(5)飛鳥大仏と竜山石
痛々しい感じはしますが、やさしく微笑みかけてくれています。
遠い昔に明日香村を訪れた時には、飛鳥寺を拝観させていただいたのかどうかさえも記憶に定かでないのです。ただ、なぜか「飛鳥の大仏は頭だけ」という間違った観念を持っていました。その原因は、今回飛鳥大仏さまにお会いできて分かった気がしました。
飛鳥の大仏は、再三の火災により全身罹災、一時期雨ざらしにもあっていたのです。それでかなり破損が激しく残ったのは頭と指しかなかったらしいのです。しかし発掘によりさまざまな部分を見つけ出して修理されて現在のお姿になられたのです。

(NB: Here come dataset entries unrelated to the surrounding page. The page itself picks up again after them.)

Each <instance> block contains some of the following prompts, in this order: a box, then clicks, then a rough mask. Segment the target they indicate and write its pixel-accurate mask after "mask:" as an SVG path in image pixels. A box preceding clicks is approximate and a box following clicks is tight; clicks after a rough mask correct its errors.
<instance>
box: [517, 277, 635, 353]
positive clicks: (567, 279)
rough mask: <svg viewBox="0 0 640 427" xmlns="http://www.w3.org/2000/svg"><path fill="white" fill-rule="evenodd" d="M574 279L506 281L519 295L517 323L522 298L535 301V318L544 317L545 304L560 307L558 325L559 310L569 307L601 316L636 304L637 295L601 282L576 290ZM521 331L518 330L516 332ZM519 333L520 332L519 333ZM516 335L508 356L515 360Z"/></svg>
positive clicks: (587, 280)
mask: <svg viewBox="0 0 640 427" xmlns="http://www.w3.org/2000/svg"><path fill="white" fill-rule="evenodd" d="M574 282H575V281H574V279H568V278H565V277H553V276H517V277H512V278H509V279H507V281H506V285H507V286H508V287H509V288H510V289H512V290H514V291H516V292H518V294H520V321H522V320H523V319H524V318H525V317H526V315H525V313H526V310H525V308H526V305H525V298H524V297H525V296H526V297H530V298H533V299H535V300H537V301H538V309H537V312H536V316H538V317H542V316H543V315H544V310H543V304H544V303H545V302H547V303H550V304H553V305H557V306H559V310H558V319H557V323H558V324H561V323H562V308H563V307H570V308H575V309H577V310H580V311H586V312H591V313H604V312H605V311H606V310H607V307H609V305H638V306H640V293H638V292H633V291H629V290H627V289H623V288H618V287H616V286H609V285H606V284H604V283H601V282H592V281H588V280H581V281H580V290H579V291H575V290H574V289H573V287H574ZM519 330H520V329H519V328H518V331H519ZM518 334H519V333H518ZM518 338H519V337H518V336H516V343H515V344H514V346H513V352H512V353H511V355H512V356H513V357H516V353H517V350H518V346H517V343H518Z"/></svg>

大仏さまには失礼ですが写真をクローズアップさせてもらいますと、あちこちに残る傷跡と補修の後がなまなましく見ることができます。
このことから「頭だけ、残った・・・」とどこかで学習して記憶にとどめていたのでしょう。だから飛鳥の大仏は頭だけで祀られていると思い込んでいたのです。
大仏様にお会いできてよかったです。その上、満身創痍でありながらうっすらと笑みを浮かべてやさしく見守ってくださるお姿に心を揺り動かされました。
この飛鳥寺の本尊である飛鳥大仏(釈迦如来坐像)は、推古天皇17年(609年)、天皇が詔して鞍作鳥(くらつくりのとり)、即ち止利仏師に造らせた日本最古の仏像です。
「止利仏師といえば法隆寺の釈迦三尊像」と暗唱した歴史の勉強が恥ずかしくもあり懐かしい感じですが、この飛鳥大仏も両脇の侍像をもつ三尊形式だったといわれています。それは、石造りの台座には脇侍を固定するほぞ孔があることから分かるそうです。
こうして実際の仏像にお会いすると親しみを覚えてもう忘れることはないでしょう。
ところで、案内人の方から「大仏様の台座には兵庫県高砂市の「竜山石(宝殿石)」が使われています」と説明がありました。台座の石を直接見ることはできませんでしたが「どんな石だろう」と興味津々でした。
調べてみますと、加古川下流右岸に産する「流紋岩質溶結凝灰岩」でした。白亜紀後期(約1億年前)の火山活動によって噴出した火砕流堆積物が厚く堆積したものだそうです。
凝灰岩ですから、あの大谷石を思い浮かべていただければ比較的軟質で加工しやすいことは分かります。古くは、仁徳天皇量などの石棺にも使用され、今でも建築・造園用の石材として広く利用されているとのことです。
このような凝灰岩は、地元奈良の二上山あたりでも産出します。わざわざ遠くから取り寄せたのは、竜山石(宝殿石)は石材の素朴な美しさから畿内の大王や豪族などの石棺にも使われており、歴史的に古くから有名であったと思われます。
これも飛鳥大仏様のお導きだと思います。加古川を訪れて「竜山石(宝殿石)」に出会ってこようと思いました。
今は見過ごされそうな小さなお寺ですが、創建時は日本最初の本格寺院で、壮大な伽藍であったといわれています。